I asked for the module to be modified to not force a destination, but I'm not sure that's been applied.

djcross commented 9 years ago

Thanks for the reply. I've just tried messing with the 'ec2_vpc_route_table_facts' but am getting constant issues trying to iterate through the filters.

I guess essentially what is needed is the lookup with an ignore_errors, and then runs through the private route table creation if ec2_vpc_route_table_private_out is not already set from the lookup. now, to get that lookup working.

Are you running this in any prod environments? Also, any other gotchas or known issues? It certainly is a lot nicer to work with than cloudformation templates, but it seems the ansible aws modules have a little while to go before this could support a production environment.

halberom commented 9 years ago

I have used it to setup several production environments, but as it's a bootstrap, I'm not re-running it. Subsequent actions are being performed elsewhere.

There are some additional things that could be added to clean it up, such as using block/rescue, and a bit more verification of variables.

But the main issue is the route table forcing a gateway on the destination. Taking another quick look, it seems the route table module doesn't actually force routes to be passed (says they're required in the doc section, but there's conditionals and the param isn't marked required). In which case the solution would be to not set any private routes and extend the nat monitor script to check and create the route itself - which should be pretty easy (and is on my todo list anyway).

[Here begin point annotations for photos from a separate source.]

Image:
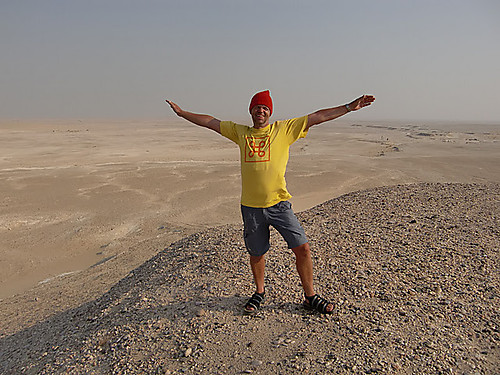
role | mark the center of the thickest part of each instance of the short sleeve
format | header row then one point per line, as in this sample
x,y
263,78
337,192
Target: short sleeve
x,y
296,128
228,130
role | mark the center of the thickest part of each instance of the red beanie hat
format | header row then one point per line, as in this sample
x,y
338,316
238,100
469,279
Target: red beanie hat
x,y
262,98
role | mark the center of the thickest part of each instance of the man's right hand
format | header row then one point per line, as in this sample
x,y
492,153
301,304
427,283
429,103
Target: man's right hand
x,y
175,107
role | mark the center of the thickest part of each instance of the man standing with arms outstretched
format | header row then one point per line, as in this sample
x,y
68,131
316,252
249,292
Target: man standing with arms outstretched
x,y
264,151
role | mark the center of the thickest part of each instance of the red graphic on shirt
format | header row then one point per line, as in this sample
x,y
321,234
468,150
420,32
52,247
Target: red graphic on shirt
x,y
257,149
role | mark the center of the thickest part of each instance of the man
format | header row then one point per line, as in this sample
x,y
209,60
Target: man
x,y
264,151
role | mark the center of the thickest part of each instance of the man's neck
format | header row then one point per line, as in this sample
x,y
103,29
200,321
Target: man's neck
x,y
261,126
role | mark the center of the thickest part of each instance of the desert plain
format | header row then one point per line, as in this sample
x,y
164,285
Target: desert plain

ste-bah commented 8 years ago

Hi I was just wondering if you have managed to do any updates on this ?

halberom commented 8 years ago

Hello @ste-bah, I'm no longer with HighOps and have been busy on other things. I would suggest investigating Terraform for your more complex AWS infrastructure setup, as managing it through Ansible requires a lot more investment especially if you want the ability to tear-down your environments.